Waksmann und Mitarbeiter veröffentlichten eine randomisierte, plazebokontrollierte Multizenterstudie mit 332 Patienten mit In-Stent-Stenose, die entweder mit einer intrakoronaren Brachytherapie (32 Phosphor; Betastrahler, Eindringtiefe 2-3 mm) oder Plazebo behandelt worden waren. Innerhalb der ersten 30 Tage gab es hinsichtlich des primären Endpunktes keinen Unterschied zwischen der Plazebo- und Verumgruppe. Die Zahl der erneuten Revaskularisationen lag mit 49 (30 %) vs. 31 (18 %) in der Plazebogruppe signifikant höher. Allerdings war in der Verumgruppe die Spätthromboserate mit 3 % höher als in der Kontrollgruppe (5fach). Zudem wies ich in meinem Kommentar darauf hin, dass das „How to do“ derzeit unklar ist (Strahlentyp, Applikationsmodus, etc.), die hier vorliegende Inhibit-Studie aber ermutigende Ergebnisse für die Therapie der Re-Stenoserate mit Betastrahlen Quellen gibt. Beobachtungszeiträume über 9 Monate liegen aber hier nicht vor und die vorliegenden Studienergebnisse können derzeit nicht einen Einsatz im Sinne einer Evidence-based Therapieoption rechtfertigen. Herr Professor Silber hat in seinem Leserbrief insbesondere auf die letzten beiden Punkte Kritisches bemerkt.
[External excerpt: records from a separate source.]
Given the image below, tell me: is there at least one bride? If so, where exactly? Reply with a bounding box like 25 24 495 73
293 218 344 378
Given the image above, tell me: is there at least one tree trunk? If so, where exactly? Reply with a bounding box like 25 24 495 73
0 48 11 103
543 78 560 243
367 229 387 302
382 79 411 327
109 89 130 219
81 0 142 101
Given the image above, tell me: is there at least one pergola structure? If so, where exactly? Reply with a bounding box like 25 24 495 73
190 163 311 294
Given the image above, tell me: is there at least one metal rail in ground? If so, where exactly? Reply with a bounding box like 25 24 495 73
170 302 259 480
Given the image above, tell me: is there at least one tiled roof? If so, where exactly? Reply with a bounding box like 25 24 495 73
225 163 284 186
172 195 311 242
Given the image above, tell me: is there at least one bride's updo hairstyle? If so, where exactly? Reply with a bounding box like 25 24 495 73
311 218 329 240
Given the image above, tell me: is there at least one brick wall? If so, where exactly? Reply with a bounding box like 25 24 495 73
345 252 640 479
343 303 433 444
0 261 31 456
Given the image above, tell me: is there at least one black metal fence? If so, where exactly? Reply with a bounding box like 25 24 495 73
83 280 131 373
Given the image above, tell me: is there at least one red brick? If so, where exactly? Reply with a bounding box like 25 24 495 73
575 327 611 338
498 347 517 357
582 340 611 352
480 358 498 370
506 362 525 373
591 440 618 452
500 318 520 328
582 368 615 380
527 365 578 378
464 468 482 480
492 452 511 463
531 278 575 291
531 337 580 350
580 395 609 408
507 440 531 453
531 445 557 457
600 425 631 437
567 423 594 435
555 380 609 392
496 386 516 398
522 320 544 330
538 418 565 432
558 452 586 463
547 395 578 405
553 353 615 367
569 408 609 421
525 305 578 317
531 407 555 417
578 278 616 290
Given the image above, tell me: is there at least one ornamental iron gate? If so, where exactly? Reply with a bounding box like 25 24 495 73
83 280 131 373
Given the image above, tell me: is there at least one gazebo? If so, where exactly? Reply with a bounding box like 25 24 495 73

Ich darf hierzu Stellung nehmen.

In der Übersichtsarbeit von Silber [1] wird zurecht darauf hingewiesen, dass im Gegensatz zu den USA in Deutschland nur eine Klinik (Bochum) mit Gammastrahlen arbeitet und im Wesentlichen in Deutschland Betastrahler verwendet werden!

Die in der Tabelle von Silber aufgeführten Studien (SCRIPPS, GAMMA 1, WRIST) sind sämtlich kontrollierte Studien mit einem Gammastrahler. Zudem sind in den angegebenen Studien, SCRIPPS 2, GAMMA 1, WRIST 48, 131 und 65 Patienten also insgesamt 244 Patienten „verum“-behandelt, das heißt brachytherapiert worden. In der jetzt veröffentlichten Inhibit-Studie [3] sind in der Verumgruppe 166 Patienten mit 32 Phosphor also einem Betastrahler behandelt worden. (Beobachtungszeit 290 Tage). (Zum Vergleich: Die Leistungszahlen der Herzkatheterlabore in der Bundesrepublik Deutschland weisen für das Jahr 2000 180 336 Koronarinterventionen aus).

In SCRIPPS 2 erreichte der primäre Endpunkt knapp das Signifikanzniveau (p = 0,05, Silber Herz 2002 (1)), die RR (sekundärer Endpunkt) allerdings nicht. Neben der Patientenzahl waren auch Einschlusskriterien, behandelte Stenoselänge, Durchmesser etc. unterschiedlich. Die von Silber verfasste Übersichtsarbeit (Tab. 2) weist als kontrollierte Studien mit Betastrahlern bei In-Stent-Restenose 3 Studien auf (START, INHIBIT, RADIANT) mit 421 Patienten (Beta-Afterloading und Beta Ballon); INHIBIT wurde nun im Lancet veröffentlicht.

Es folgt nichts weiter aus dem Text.